Die Geister, die Disney rief

Als Walt Disney (WKN:855686) im November seinen Disney+ Streaming-Dienst startete, wurde „Baby Yoda“ sofort zum Star.

Zugegeben, Disney bezeichnet Baby Yoda offiziell als „das Kind“ – das Mündel der Titelfigur von Disney’s Streaming Hit „The Mandalorian“, selbst ein lakonischer, gepanzerter Kopfgeldjäger, der auf Star Wars‘ Boba Fett zurückgeht. Aber die „große Unruhe“, die wir alle in der Macht am 12. November empfanden, wurde nicht von Mando verursacht.

Nein, diese Millionen von Stimmen, die plötzlich aufschrieen, reagierten auf das Kind – als sich die Weltraumkrippe öffnete, um Baby Yoda zu enthüllen.

Es ist ein Merchandising-Wunder!

Innerhalb eines Monats wurde The Mandalorian zur heißesten Streaming-Show auf dem Planeten, und Disney beeilte sich, seinen Online-Shop mit Spielzeug, Kleidung und Accessoires zu füllen, um von der plötzlichen Popularität der Figur zu profitieren. Das Problem war, dass es für die meisten Käufer keine Baby Yoda-Artikel rechtzeitig zur Weihnachtszeit zu kaufen gab.

Der Disney-Lizenznehmer Hasbro (WKN:859888) wurde auch kalt erwischt. Obwohl die Vorbestellungen von Waren fast sofort eingingen, wird Hasbro nicht vor Mai 2020 mit dem Versand beginnen können – zu spät für das letzte Weihnachtsfest und vielleicht zu früh für das nächste!

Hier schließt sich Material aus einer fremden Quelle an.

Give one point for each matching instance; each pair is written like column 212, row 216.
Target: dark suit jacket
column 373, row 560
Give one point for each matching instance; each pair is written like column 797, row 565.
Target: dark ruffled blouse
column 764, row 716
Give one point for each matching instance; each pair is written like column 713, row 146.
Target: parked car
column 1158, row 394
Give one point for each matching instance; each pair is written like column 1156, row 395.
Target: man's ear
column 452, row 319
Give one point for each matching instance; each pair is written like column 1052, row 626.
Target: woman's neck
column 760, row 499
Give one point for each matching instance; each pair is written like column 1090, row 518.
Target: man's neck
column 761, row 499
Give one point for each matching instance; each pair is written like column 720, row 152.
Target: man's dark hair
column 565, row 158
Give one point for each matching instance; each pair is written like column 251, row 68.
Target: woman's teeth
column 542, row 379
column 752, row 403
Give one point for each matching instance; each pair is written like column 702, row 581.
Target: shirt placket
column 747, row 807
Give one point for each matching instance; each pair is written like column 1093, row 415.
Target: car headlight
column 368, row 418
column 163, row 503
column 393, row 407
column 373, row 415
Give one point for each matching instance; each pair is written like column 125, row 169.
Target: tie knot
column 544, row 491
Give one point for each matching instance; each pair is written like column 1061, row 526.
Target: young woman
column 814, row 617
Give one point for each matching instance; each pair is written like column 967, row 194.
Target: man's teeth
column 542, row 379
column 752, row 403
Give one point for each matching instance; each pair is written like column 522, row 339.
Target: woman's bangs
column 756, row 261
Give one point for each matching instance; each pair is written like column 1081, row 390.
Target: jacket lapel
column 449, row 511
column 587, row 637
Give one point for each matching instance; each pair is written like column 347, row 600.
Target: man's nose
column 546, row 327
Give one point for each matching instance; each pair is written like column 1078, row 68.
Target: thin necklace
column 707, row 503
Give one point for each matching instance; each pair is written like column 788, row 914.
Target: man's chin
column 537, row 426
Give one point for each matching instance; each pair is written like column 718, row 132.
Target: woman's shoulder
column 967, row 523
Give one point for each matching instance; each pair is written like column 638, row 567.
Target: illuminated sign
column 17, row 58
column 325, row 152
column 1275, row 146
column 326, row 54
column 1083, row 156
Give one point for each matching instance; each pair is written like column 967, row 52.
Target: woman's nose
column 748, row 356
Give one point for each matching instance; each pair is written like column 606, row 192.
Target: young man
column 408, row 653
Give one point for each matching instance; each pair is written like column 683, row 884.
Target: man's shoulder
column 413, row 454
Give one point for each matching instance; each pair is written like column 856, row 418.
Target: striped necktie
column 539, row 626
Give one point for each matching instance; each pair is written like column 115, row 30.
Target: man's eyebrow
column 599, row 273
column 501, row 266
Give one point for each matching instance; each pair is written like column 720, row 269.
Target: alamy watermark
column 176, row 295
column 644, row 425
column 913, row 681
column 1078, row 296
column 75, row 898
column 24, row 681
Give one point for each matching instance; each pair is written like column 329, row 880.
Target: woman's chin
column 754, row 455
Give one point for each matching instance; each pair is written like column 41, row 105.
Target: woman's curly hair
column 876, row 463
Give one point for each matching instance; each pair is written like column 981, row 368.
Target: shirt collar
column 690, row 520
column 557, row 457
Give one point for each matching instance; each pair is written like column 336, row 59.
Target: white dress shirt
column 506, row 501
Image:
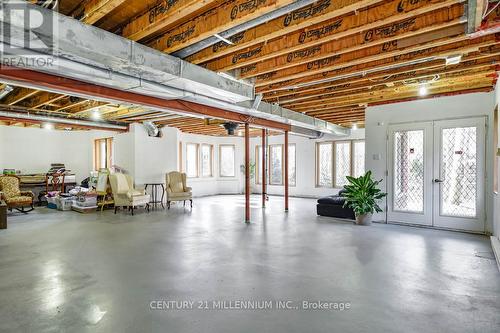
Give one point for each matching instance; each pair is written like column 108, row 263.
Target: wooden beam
column 404, row 73
column 475, row 10
column 376, row 53
column 348, row 45
column 165, row 14
column 78, row 87
column 383, row 86
column 42, row 99
column 388, row 94
column 18, row 95
column 247, row 173
column 216, row 20
column 94, row 10
column 286, row 170
column 366, row 26
column 296, row 22
column 264, row 166
column 363, row 61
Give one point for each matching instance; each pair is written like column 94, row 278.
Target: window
column 226, row 160
column 258, row 165
column 342, row 163
column 103, row 153
column 192, row 160
column 324, row 164
column 276, row 164
column 495, row 151
column 358, row 159
column 291, row 165
column 179, row 167
column 206, row 160
column 337, row 160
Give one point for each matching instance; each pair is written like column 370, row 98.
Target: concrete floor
column 67, row 272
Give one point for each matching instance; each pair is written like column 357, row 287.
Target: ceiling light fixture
column 453, row 59
column 422, row 91
column 5, row 91
column 96, row 115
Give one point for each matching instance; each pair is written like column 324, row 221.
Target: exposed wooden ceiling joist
column 163, row 16
column 214, row 21
column 292, row 27
column 94, row 10
column 362, row 27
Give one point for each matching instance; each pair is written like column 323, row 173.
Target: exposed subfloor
column 68, row 272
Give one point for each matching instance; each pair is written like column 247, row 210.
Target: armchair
column 13, row 196
column 124, row 193
column 177, row 189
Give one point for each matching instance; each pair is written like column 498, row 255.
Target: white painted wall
column 32, row 150
column 154, row 156
column 305, row 165
column 379, row 117
column 496, row 196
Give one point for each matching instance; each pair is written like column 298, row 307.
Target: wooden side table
column 3, row 215
column 155, row 187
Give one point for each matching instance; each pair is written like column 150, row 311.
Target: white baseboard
column 495, row 244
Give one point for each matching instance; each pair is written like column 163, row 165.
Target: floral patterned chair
column 13, row 196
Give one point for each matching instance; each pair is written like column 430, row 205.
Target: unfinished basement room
column 249, row 166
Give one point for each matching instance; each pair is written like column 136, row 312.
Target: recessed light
column 453, row 60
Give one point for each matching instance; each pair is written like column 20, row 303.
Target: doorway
column 436, row 174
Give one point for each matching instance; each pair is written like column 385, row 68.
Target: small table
column 154, row 193
column 3, row 215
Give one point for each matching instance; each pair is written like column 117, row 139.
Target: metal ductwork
column 226, row 35
column 151, row 129
column 89, row 54
column 65, row 121
column 230, row 127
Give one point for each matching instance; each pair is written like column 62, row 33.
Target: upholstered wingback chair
column 13, row 196
column 124, row 193
column 177, row 189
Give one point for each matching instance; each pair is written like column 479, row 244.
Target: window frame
column 197, row 162
column 333, row 170
column 269, row 168
column 220, row 160
column 289, row 164
column 258, row 165
column 318, row 145
column 353, row 154
column 335, row 144
column 211, row 156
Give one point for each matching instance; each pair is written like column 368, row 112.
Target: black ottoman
column 332, row 206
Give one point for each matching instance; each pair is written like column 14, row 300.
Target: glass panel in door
column 409, row 171
column 459, row 172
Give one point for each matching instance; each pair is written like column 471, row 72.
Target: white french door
column 436, row 174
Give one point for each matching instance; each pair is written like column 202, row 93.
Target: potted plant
column 362, row 195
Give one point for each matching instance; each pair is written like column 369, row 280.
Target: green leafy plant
column 362, row 194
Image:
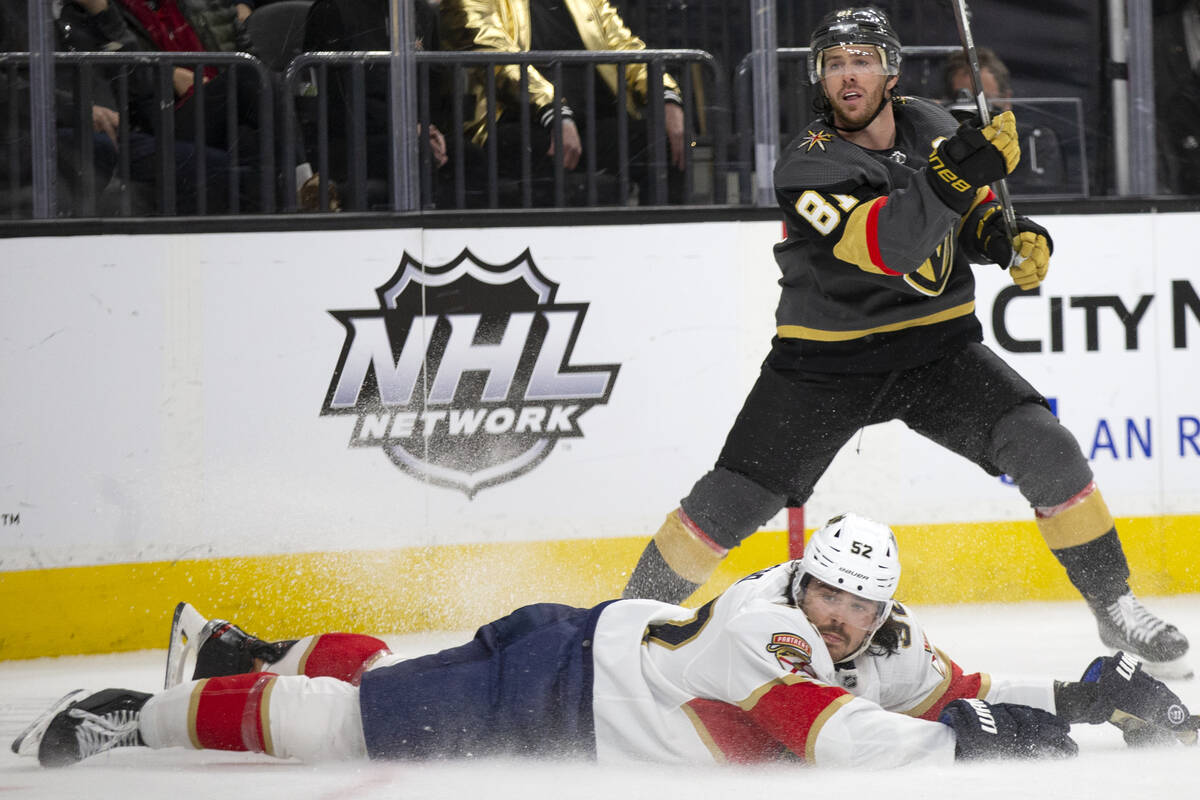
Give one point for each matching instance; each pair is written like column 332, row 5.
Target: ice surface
column 1056, row 639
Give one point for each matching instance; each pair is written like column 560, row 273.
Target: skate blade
column 28, row 740
column 1175, row 669
column 186, row 633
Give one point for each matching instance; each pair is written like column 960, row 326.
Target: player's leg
column 522, row 686
column 1045, row 462
column 221, row 648
column 977, row 405
column 285, row 716
column 790, row 428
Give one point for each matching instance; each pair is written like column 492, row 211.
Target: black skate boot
column 220, row 648
column 27, row 743
column 87, row 727
column 1128, row 625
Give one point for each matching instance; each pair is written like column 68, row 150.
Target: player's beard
column 868, row 107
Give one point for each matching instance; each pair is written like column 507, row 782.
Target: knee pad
column 1041, row 456
column 727, row 506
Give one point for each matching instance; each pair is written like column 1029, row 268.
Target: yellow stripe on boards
column 129, row 606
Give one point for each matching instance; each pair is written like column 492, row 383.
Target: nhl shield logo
column 462, row 374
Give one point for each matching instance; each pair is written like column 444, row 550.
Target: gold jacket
column 504, row 25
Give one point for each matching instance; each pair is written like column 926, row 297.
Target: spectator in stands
column 203, row 26
column 1042, row 168
column 1177, row 94
column 95, row 25
column 354, row 25
column 522, row 25
column 16, row 164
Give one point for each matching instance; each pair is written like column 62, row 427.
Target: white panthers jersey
column 747, row 678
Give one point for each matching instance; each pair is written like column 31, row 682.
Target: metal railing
column 309, row 77
column 82, row 67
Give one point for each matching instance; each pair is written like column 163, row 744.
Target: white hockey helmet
column 857, row 555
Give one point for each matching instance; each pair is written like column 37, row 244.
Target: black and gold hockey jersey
column 876, row 276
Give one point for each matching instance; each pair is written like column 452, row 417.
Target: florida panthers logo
column 791, row 650
column 462, row 374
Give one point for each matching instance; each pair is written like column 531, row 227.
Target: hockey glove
column 971, row 158
column 1006, row 731
column 1032, row 244
column 1117, row 690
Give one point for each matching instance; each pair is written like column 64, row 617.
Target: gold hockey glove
column 973, row 157
column 1032, row 246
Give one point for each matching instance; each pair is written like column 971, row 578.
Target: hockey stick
column 1001, row 186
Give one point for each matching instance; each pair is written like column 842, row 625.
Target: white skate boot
column 1128, row 625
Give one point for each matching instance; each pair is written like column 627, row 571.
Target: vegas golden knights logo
column 931, row 276
column 462, row 374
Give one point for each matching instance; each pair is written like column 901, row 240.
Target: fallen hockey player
column 809, row 661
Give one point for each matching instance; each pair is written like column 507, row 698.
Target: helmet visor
column 825, row 602
column 851, row 60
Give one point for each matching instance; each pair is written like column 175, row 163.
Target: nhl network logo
column 462, row 376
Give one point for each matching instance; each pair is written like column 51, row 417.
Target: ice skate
column 87, row 727
column 1128, row 625
column 27, row 741
column 215, row 647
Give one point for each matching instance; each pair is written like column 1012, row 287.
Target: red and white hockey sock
column 343, row 656
column 211, row 714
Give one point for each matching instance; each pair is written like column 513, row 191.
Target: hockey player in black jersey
column 887, row 204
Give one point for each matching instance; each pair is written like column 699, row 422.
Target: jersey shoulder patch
column 821, row 160
column 792, row 651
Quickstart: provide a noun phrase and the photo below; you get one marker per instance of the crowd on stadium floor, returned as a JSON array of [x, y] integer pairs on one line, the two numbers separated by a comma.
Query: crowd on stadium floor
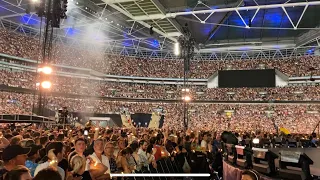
[[242, 117], [89, 152], [26, 47], [81, 86]]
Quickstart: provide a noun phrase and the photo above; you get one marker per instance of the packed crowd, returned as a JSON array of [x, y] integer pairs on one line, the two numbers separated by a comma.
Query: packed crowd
[[36, 152], [83, 86], [241, 117], [91, 153], [26, 47]]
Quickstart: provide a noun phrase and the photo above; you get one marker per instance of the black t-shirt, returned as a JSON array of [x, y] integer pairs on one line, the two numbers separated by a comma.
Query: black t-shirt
[[2, 173], [85, 176]]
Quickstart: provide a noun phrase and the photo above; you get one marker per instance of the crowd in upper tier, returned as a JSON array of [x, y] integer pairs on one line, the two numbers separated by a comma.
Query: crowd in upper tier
[[26, 47], [82, 86], [241, 117]]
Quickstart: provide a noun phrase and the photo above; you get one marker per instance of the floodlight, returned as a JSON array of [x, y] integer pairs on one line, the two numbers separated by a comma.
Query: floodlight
[[256, 141], [187, 98], [46, 84], [177, 49], [47, 70]]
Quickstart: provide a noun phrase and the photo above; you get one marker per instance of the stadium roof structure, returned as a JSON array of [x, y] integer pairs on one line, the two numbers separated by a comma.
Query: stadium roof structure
[[222, 29]]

Um die Lücke zu füllen, sind die Verkäufer von Etsy in diesen Markt eingestiegen. Auf der Website für hausgemachte Waren haben sich opportunistische Verkäufer auf die Jagd nach allem gemacht, was zu finden war, von gedruckten Baby Yoda-Aufklebern bis hin zu gehäkelten Baby Yoda-Schlüsselanhängern. Dennoch scheint Disney diese Drittanbieter nicht zu schätzen.

Das Gesetz festlegen

Wie The Verge letzte Woche meldet, hat Disney damit begonnen, an Etsy Unterlassungsschreiben herauszugeben und verlangt, dass die Seite die Listen mit nicht autorisierten Baby Yoda-Waren entfernt. Im Gegenzug zieht Etsy die Listen zurück und kontaktiert die Verkäufer, um sie darauf hinzuweisen, dass der Gebrauch von Keywords wie „Star Wars“, „Mandalorian“ und insbesondere „Yoda“ verboten ist.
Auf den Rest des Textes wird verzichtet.